If you elect to direct the trustee how to vote your allocated shares and/or the non-directed shares, the enclosed voting instruction card(s) must be returned. The address to which the card(s) must be mailed or delivered is The J. M. Smucker Company, c/o Computershare Investor Services, LLC, P.O. Box 1878, Chicago, Illinois 60690-9312. In order for the trustee to be able to vote the shares at the annual meeting, the deadline for voting instruction cards to be received is 12:00 noon (eastern time), August 10, 2001. A prepaid, addressed envelope is enclosed for you to use in returning the card(s).

Your decision whether or not to direct the trustee to vote shares in the plans and, if so, the direction that you have given will be treated confidentially by the trustee, which will not disclose it to Smucker or any of its employees, officers, or directors.

VOTING RIGHTS OF SHARES

Common shares in a benefit plan that formerly were Class A common shares prior to the combination of the Class A and Class B common shares on August 28, 2000, and which were acquired by the plan before June 15, 1997, are entitled to ten votes per share. All other shares in a plan are entitled to one vote per share. Shares are allocated to accounts for recordkeeping purposes only; voting rights of shares are not tracked on an account level. Allocation of one-vote and ten-vote rights, therefore, is done on an aggregate basis based on the proportion of one-vote to ten-vote shares in the plan.

FIDUCIARY STATUS

Each plan participant is a “named fiduciary” (as defined in Section 402(a)(2) of the Employee Retirement Income Security Act of 1974, as amended) with respect to a decision to direct the trustee how to vote the shares allocated to his or her account. Individuals considered to be named fiduciaries are required to act prudently, solely in the interest of the participants and beneficiaries of the plans, and for the exclusive purpose of providing benefits to participants and beneficiaries of the plans.

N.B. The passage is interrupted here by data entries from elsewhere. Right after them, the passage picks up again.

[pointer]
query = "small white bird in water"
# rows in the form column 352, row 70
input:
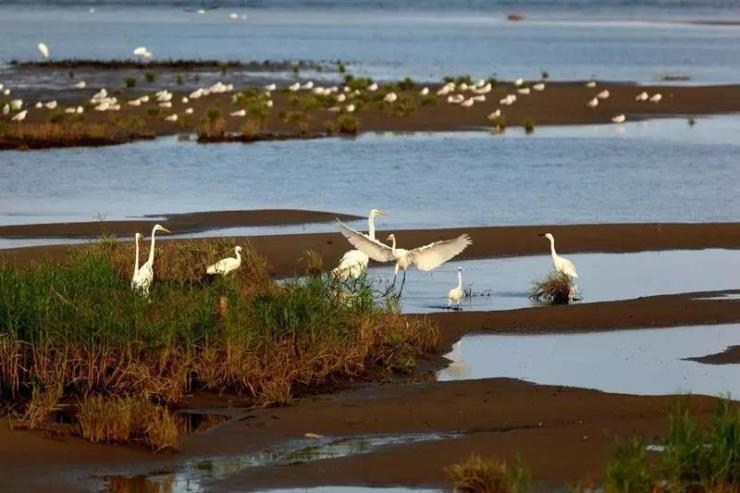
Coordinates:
column 561, row 264
column 43, row 49
column 227, row 265
column 143, row 280
column 456, row 294
column 20, row 116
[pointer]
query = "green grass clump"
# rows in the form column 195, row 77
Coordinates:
column 77, row 329
column 482, row 475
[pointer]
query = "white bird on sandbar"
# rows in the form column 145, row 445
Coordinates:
column 137, row 236
column 143, row 279
column 354, row 262
column 425, row 258
column 43, row 49
column 456, row 294
column 227, row 265
column 561, row 264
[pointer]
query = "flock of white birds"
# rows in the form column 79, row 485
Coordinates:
column 426, row 258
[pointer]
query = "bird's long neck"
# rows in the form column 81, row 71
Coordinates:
column 552, row 249
column 136, row 260
column 151, row 247
column 371, row 226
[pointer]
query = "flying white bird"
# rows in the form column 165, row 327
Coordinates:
column 425, row 258
column 20, row 116
column 43, row 49
column 143, row 280
column 456, row 294
column 562, row 265
column 619, row 118
column 354, row 262
column 227, row 265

A named fiduciary may be subject to liability for his or her actions as a fiduciary. By signing, dating, and returning the enclosed voting instruction card(s), you are accepting your designation under the plans as a named fiduciary. You should therefore exercise your voting rights prudently. You should sign, date, and return the voting instruction card(s) only if you are willing to act as a named fiduciary.

If you direct the trustee how to vote non-directed shares, you will be a named fiduciary with respect to that decision also. You are similarly required to act prudently, solely in the interest of the participants and beneficiaries of the plan, and for the exclusive purpose of providing benefits to participants and beneficiaries of the plan in giving direction on non-directed shares, if you choose to do so.